8. Create Basin/Crater
Because I have created a mound, if it was a pyramid shaped mound, the water would just run straight off. So be sure to create a crater effect around the tree. This will help direct the water to the trees roots – towards the drip line (where the outer edge of the circumference of the tree’s canopy/foliage ends and water drips down onto the soil below). This is supposed to help the tree’s roots spread out further looking for water, creating a more resilient tree. I am also going to set up a drip irrigation line around the tree’s drip line like the one that Tino Carnevale from Gardening Australia does at the end of this video.
9. Water In
I used diluted seasol. Seaweed solution is not a fertiliser really, but among other things, helps plants take up nutrients more effectively and helps reduce transplant shock. I didn’t really fiddle with the roots too much or remove too much of the potting mix like I have been advised to do (mostly because they seemed very fragile) so I’m not sure how much shock the tree will suffer. But I thought I take the precaution anyway:
10. Prune – Optional
You don’t really need to prune citrus trees much, or so I read. I decided to prune this one back just a bit as there is some growth (I realise it’s a little hard to see in the shot below) that seems overly tall and gangly and weak.

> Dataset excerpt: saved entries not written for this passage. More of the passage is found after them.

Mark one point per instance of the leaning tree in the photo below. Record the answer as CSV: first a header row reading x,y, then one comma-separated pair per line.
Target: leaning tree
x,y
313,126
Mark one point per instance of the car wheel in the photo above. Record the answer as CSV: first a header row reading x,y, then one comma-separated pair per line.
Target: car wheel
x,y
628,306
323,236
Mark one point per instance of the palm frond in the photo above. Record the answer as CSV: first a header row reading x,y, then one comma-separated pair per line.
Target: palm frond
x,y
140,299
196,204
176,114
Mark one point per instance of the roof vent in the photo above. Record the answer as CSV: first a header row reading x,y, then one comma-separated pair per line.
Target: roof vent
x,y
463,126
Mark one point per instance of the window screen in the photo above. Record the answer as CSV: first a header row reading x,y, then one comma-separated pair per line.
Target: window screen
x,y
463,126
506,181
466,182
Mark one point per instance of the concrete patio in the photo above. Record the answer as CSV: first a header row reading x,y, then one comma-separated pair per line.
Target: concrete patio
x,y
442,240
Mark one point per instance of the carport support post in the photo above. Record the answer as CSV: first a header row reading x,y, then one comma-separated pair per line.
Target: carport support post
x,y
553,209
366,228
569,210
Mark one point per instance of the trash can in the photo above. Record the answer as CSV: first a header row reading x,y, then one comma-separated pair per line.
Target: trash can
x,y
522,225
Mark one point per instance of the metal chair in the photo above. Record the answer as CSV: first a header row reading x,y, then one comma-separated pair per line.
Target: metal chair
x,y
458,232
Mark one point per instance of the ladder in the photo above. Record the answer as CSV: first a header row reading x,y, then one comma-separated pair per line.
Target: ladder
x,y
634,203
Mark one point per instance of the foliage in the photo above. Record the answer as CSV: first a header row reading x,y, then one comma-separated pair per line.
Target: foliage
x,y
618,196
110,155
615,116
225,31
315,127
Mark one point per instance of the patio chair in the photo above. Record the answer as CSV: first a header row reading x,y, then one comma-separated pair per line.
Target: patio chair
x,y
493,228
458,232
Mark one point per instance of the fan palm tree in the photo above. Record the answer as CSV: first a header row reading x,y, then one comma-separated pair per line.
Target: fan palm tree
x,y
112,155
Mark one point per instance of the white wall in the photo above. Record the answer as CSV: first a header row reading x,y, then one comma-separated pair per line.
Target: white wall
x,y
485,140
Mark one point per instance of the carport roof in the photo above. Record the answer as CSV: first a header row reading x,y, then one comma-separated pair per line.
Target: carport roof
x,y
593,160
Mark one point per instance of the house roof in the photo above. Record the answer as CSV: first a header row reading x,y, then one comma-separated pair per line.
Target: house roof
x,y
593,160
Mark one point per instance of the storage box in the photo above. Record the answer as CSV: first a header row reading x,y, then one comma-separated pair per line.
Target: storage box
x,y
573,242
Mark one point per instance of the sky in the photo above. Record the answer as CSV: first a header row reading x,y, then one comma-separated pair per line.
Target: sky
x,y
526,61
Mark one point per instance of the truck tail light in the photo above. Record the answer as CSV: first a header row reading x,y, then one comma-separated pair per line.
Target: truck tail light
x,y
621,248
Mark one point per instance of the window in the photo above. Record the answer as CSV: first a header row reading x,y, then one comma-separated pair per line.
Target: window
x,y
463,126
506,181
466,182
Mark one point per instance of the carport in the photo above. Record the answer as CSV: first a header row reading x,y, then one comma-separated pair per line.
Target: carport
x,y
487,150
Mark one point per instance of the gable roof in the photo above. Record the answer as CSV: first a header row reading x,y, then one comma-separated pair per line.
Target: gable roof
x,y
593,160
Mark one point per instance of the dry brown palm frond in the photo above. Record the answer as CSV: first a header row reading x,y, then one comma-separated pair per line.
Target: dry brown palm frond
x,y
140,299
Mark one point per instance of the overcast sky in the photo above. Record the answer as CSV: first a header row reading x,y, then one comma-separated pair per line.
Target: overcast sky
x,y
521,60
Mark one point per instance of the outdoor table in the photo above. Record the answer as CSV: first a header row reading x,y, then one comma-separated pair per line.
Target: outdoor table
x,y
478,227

I thought it might help to make a stronger structure by snipping it back, as well as encourage bushing out (which will make picking lemons easier down the track):
I used lucerne, which is high in nitrogen and breaks down easily. To repeat, citrus are hungry feeders and require lots of nitrogen. Lucerne is not cheap – about $18 for the packet pictured below. Like other packaged mulches, it comes with a guide of what area it will cover when spread at a certain thickness. I put a thin layer because: (a) if you layer fine mulch too thickly it will prevent water from getting through and (b) it’s only mid-spring, which in a cool climate means we could still get quite a bit of cold weather, and I don’t want to prevent the soil from warming up.
12. Pick Flowers/Fruit?
My tree has about 12 flower buds at the tips of branches – which is where a lemon fruits. Some people will tell you to pick these off because the tree puts too much energy into fruiting when, as a young tree, it should be using its energy to growing foliage and sending out roots. I think this advice is one of those things you hear a lot but whether you need to do it really depends on so many variables. In my case, I’m not in a particular hurry for the tree to grow, and I would be surprised if the tree held onto any fruit that set anyway, leading into warm weather and having just been planted out. So I’m leaving them on. If I get a lemon, I will cherish it.